Pendant que je réfléchis au sens de ces paroles, un détail me reviens à l'esprit. La chevalière que j'ai donné à Conor, elle portait le numéro 8. Tout devient logique. Cette bague appartient à Diez, alors cet homme fait référence à la nuit où Cole l'a assommé. Sauf qu'il pense que c'est moi qui l'ai mis dans cet état.
Je relève finalement la tête, et j'ai la confirmation qu'il s'agit bien de l'homme du commissariat. Il porte le même costume que ce matin mais il a revêtu un long manteau noir et un chapeau. Je me lève tant bien que mal pour pouvoir lui faire face, bien que dans l'état où je suis je ne dois pas impressionner beaucoup. Il me transperce de son regard glacial, mais je ne me laisse pas décontenancer.
- Si vous êtes en colère contre moi parce que Diez a été amoché, sachez qu'il nous a attaqué en premier.
Ma voix est éraillée, comme le matin au réveil. Je me racle la gorge.

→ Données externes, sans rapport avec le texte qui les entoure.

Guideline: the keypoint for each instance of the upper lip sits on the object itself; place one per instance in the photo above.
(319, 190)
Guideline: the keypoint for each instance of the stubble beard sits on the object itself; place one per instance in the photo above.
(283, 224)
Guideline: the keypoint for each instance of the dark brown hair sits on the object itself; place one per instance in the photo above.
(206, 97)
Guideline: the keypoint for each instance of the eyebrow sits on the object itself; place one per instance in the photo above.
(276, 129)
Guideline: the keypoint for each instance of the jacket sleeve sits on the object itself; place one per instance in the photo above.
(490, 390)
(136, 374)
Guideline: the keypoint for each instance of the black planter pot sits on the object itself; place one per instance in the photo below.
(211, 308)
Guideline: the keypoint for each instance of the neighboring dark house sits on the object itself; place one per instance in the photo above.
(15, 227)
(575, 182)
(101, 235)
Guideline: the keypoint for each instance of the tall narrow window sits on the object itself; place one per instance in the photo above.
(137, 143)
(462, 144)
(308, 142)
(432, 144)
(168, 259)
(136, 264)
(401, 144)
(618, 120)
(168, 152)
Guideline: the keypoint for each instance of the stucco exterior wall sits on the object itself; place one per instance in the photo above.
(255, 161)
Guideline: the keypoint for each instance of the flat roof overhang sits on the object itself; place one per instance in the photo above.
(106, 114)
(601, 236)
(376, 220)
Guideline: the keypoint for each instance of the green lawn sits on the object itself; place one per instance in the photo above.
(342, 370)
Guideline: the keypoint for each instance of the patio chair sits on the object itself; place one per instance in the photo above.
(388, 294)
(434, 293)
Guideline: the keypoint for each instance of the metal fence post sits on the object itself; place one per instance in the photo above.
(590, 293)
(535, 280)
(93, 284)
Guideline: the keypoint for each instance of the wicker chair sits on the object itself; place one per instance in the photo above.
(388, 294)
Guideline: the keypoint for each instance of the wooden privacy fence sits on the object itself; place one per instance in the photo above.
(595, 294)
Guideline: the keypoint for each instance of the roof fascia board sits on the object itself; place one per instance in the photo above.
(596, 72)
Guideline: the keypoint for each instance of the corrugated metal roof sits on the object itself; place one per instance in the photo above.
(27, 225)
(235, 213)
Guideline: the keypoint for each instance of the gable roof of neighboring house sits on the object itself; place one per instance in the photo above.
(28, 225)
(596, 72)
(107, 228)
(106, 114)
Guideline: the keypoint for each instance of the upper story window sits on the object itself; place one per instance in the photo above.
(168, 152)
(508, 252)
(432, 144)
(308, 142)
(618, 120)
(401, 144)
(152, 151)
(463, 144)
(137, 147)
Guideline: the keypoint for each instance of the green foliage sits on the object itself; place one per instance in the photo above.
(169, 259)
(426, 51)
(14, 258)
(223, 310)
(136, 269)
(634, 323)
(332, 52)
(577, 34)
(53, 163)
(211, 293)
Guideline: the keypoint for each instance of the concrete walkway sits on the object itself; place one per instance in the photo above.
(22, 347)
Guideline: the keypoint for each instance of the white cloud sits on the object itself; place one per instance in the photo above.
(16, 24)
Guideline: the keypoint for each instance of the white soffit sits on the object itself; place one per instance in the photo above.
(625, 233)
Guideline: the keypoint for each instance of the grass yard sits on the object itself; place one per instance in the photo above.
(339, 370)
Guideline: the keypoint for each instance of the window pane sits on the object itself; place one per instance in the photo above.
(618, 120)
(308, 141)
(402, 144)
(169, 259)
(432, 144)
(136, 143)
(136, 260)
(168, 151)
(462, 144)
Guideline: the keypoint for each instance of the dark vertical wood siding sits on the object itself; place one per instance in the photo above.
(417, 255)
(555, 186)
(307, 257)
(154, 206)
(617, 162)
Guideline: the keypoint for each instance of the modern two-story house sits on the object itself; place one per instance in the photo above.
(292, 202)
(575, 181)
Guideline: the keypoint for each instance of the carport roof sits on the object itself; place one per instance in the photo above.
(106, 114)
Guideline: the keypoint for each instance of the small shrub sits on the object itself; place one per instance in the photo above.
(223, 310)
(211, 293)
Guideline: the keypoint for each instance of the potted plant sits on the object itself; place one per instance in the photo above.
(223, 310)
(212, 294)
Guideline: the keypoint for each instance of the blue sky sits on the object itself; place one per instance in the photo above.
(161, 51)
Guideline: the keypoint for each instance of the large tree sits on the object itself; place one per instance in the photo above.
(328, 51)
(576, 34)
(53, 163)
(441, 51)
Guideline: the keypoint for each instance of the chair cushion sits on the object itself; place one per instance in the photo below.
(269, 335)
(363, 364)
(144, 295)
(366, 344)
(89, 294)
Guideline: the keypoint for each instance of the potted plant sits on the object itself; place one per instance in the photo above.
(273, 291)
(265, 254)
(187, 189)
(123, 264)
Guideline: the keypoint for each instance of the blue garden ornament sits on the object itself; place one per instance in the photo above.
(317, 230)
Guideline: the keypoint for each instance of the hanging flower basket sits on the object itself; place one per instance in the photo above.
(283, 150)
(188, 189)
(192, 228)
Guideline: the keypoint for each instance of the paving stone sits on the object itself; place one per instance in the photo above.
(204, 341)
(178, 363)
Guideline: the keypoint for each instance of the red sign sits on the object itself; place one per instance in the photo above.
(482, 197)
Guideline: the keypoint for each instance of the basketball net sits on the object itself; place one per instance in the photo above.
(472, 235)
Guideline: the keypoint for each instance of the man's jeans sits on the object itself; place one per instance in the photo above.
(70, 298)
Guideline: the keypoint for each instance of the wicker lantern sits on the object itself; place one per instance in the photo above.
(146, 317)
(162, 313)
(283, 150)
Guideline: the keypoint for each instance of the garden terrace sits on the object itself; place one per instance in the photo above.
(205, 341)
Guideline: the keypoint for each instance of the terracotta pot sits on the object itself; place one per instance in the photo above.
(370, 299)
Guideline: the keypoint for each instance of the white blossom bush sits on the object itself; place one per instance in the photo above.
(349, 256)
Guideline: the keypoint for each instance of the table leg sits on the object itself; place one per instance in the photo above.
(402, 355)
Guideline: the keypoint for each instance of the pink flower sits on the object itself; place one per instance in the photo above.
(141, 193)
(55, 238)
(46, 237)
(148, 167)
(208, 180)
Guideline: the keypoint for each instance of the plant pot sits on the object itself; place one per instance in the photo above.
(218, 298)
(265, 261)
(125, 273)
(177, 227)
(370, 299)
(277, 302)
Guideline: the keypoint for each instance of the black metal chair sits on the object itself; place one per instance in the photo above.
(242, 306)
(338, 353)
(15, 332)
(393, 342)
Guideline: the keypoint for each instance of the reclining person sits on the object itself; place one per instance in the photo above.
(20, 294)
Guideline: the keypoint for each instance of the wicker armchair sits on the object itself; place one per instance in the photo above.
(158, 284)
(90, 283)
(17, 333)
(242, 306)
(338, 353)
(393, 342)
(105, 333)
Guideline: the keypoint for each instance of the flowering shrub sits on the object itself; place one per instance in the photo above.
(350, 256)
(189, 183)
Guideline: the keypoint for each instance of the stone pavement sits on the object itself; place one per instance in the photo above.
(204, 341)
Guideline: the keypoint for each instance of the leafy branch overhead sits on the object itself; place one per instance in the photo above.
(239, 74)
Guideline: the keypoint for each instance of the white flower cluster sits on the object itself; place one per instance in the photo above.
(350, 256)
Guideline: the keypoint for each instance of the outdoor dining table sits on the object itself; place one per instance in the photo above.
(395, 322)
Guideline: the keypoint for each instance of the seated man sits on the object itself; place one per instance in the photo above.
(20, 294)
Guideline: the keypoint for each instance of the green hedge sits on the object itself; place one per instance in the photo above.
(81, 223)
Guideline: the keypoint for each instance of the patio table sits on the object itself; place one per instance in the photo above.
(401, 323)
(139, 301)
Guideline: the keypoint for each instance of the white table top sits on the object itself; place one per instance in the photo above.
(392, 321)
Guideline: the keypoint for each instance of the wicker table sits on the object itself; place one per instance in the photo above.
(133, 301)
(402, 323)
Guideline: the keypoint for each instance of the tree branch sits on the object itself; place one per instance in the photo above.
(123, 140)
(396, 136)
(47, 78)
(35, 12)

- Je ne suis pas en colère contre toi, reprends l'homme, mais contre numéro 8 pour s'être laissé maîtrisé par une gamine. Non si tu es là, c'est parce que tu détiens des informations qui m'intéressent.
« Des informations ? »
S'il parle de l'enquête autour de Diez, je n'ai pas grand chose à lui apprendre.
- Qu'est-ce que vous voulez ? Pourquoi moi ?
- Ça fait plusieurs fois que je te vois entrer dans le commissariat et ressortir accompagné de notre très cher lieutenant Kit Conor. Tu m'as tout l'air d'être une informatrice. De toute façon tu ne peut visiblement pas être autre chose, à moins que l'âge légal pour entrer au commissariat de police ai été abaissé à 12 ans. C'est simple, je veux que tu me dise tout ce que tu sais sur l'enquête massive menée par le commissaire et ses sous-fifres.
- Je n'ai rien à vous apprendre qu'un simple visiteur ne peut découvrir.
- Justement, je ne suis pas n'importe quel visiteur. En ce qui concerne les informations que tu détiens, c'est à moi de juger si elles m'intéressent ou non.
Décidément, je ne vois pas en quoi une affaire de gang l'intéresse autant, lui qui semble si sérieux et propre sur lui dans son costume. Quoi qu'il en soit, je n'ai pas l'intention de lui révéler ne serait-ce qu'un seul nom de suspect.
- Qu'est-ce que vous avez fait de mon chien ? Je demande pour gagner du temps.
L'homme se retourne alors vers un autre homme près de la porte que je n'avais pas remarqué. Sûrement le garde chargé de surveiller ma prison. Après un signe de tête de son supérieur, le garde s'éloigne. Il revient quelques minutes plus tard avec une cage dans laquelle se trouve mon husky, la mâchoire toujours entravée. Il couine légèrement en me voyant.
- Alors ? Me presse l'homme au costume.
- Je n'ai pas l'intention de vous révéler quoi que ce soit concernant cette enquête. Laissez nous repartir et je n'avertirais pas la police concernant votre manie à kidnapper les jeunes filles.
Il me fixe d'un regard ne laissant paraître aucun sentiment et ne semble d'humeur à rire.
- Et moi qui te pensait intelligente. Je ne voulais pas en arriver là mais tu m'y oblige.
Il m'attrape subitement le bras sans me laisser le temps de protester et me remets sur pieds d'une main. Il me pousse hors de ma prison et nous nous engageons dans un couloir froid et humide. J'entends Eggle gémir pendant que je m'enfonce un peu plus dans les ténèbres.